A systematic review in public health synthesizes evidence on population-level interventions, health policy effectiveness, and determinants of health to inform decision-making at organizational, community, and governmental levels. Public health reviews differ from clinical systematic reviews because they evaluate complex interventions delivered across diverse settings, populations, and implementation contexts, requiring methodological approaches that go beyond standard Cochrane clinical trial synthesis.
Why Public Health Evidence Synthesis Demands Different Methods
The Medical Research Council (MRC) framework for complex interventions (Skivington et al., 2021) recognizes that public health programs involve multiple interacting components, operate across organizational levels, and produce outcomes shaped by context. A school-based obesity prevention program, for example, involves dietary education, physical activity components, parental engagement, and cafeteria policy changes, all operating simultaneously within specific socioeconomic and cultural environments.
This complexity means that the standard clinical question format often falls short. While the read about pico framework works well for drug trials, public health reviews frequently use PICOS (adding Setting) or SPIDER (Sample, Phenomenon of Interest, Design, Evaluation, Research type) to capture the full scope of the question. Our PICO/SPIDER framework generator supports both formats.
The Campbell Collaboration, the social science counterpart to Cochrane, maintains a library of systematic reviews on education, crime and justice, social welfare, and international development.
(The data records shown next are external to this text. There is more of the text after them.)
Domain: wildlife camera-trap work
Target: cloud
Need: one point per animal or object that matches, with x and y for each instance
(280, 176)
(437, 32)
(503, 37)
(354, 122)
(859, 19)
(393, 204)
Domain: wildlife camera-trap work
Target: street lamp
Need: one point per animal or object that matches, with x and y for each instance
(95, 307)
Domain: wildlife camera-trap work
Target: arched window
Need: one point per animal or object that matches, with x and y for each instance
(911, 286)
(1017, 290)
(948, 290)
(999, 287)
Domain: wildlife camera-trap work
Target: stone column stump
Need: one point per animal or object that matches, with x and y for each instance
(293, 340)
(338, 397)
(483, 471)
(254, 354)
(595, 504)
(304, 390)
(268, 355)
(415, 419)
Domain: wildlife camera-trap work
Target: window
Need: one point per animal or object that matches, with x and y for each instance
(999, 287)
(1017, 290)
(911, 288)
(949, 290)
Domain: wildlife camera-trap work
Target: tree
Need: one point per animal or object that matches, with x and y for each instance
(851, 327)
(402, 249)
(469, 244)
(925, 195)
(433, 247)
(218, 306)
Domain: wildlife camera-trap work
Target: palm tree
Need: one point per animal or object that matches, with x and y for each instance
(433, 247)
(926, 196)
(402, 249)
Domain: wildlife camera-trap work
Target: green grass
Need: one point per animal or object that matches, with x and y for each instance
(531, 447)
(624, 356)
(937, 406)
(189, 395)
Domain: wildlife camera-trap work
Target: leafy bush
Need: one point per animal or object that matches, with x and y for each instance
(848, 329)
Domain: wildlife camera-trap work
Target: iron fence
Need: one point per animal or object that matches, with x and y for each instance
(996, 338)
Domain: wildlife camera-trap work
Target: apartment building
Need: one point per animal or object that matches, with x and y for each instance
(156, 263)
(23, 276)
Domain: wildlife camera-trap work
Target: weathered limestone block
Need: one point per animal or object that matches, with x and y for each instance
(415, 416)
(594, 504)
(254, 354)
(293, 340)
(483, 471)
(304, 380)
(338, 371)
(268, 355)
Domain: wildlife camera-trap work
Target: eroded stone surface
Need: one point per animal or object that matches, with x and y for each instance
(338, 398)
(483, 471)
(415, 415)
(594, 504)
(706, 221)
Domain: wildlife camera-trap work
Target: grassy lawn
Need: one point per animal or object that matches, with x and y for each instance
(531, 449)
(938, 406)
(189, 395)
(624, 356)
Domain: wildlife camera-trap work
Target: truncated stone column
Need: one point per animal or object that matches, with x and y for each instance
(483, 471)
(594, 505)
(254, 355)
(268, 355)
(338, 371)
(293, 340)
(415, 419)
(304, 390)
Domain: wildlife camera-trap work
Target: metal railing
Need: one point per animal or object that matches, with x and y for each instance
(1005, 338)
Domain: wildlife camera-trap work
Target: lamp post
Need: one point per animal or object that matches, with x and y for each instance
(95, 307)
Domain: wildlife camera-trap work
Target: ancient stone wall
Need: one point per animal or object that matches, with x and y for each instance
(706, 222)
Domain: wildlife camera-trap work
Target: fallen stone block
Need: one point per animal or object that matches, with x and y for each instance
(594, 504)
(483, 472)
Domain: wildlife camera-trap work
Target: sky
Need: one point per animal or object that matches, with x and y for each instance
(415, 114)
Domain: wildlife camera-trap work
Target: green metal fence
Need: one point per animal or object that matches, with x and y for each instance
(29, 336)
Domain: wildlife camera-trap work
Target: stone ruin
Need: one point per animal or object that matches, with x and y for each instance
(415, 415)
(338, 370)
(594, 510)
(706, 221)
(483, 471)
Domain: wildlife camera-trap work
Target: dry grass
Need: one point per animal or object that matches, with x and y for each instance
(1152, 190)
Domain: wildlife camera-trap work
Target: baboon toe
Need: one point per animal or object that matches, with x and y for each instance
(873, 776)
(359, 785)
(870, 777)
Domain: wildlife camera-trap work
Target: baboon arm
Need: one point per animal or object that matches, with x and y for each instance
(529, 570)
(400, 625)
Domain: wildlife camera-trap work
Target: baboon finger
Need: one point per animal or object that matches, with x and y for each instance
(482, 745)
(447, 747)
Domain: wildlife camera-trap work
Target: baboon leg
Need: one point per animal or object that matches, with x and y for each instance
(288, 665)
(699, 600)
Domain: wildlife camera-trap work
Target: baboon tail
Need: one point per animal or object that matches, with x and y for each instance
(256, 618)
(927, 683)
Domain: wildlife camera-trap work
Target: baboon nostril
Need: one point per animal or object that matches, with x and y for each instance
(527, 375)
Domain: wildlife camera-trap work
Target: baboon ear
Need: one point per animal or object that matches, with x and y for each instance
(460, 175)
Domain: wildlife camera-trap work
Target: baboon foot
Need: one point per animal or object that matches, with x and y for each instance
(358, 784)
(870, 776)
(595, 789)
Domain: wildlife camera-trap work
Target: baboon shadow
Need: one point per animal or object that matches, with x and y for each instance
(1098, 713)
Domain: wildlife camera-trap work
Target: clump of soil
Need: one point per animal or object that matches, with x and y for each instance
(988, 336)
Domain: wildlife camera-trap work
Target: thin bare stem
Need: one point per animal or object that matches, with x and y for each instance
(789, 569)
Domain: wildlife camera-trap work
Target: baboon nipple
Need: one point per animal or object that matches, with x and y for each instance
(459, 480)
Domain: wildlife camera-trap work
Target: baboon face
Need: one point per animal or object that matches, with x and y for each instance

Their methodological standards complement Cochrane's clinical focus and provide guidance specific to public health and social policy reviews.
Unlike clinical trials with well-defined endpoints, public health outcomes are often distal and diffuse. A tobacco control policy review might measure quit rates, initiation rates, secondhand smoke exposure, healthcare utilization, and economic productivity, each requiring different data sources and synthesis approaches.
Searching the Public Health Literature
Public health evidence is scattered across medical, social science, education, and policy databases. A comprehensive search strategy must cast a wider net than a typical clinical systematic review.
Core databases include PubMed/MEDLINE, Embase, and the Cochrane Library. But stopping here misses critical public health evidence found in CINAHL (nursing and allied health), PsycINFO (behavioral interventions), ERIC (education-based health programs), Social Science Citation Index, and Global Health (international public health, particularly low- and middle-income countries).
Grey literature is disproportionately important in public health reviews. Government reports, WHO technical documents, NGO evaluations, and conference proceedings often contain implementation evidence not published in peer-reviewed journals. Searching OpenGrey, the WHO IRIS repository, CDC WONDER, and organizational websites is standard practice.
The search strategy development process for public health reviews requires balancing sensitivity (finding all relevant evidence) against the practical reality that broader searches generate thousands of records. A well-constructed strategy for a public health topic might retrieve 5,000 to 15,000 records, compared to 1,000 to 3,000 for a focused clinical question.
Handling Complex Interventions in Synthesis
Pooling results from complex public health interventions requires careful judgment about what is meaningfully combinable. The Cochrane Handbook (Chapter 12) provides guidance on synthesizing complex interventions, emphasizing the importance of developing a logic model before starting the review.
A logic model maps the hypothesized causal pathway from intervention components through mediators to outcomes. For a community-based diabetes prevention program, this might include: health literacy sessions (component) leading to dietary knowledge (mediator) leading to HbA1c reduction (outcome), with socioeconomic status and healthcare access as moderators.
Harvest plots and effect direction plots are visual synthesis tools particularly useful when meta-analysis is not feasible due to intervention heterogeneity. These methods, endorsed by the Cochrane Public Health Group, display the direction and magnitude of effects across studies without requiring standardized effect sizes.
When meta-analysis is appropriate, public health reviews frequently use random-effects models because between-study variation is expected and clinically meaningful. Meta-regression can explore whether intervention characteristics (duration, intensity, delivery mode) explain heterogeneity, and our practical forest plot generator visualizes these pooled estimates.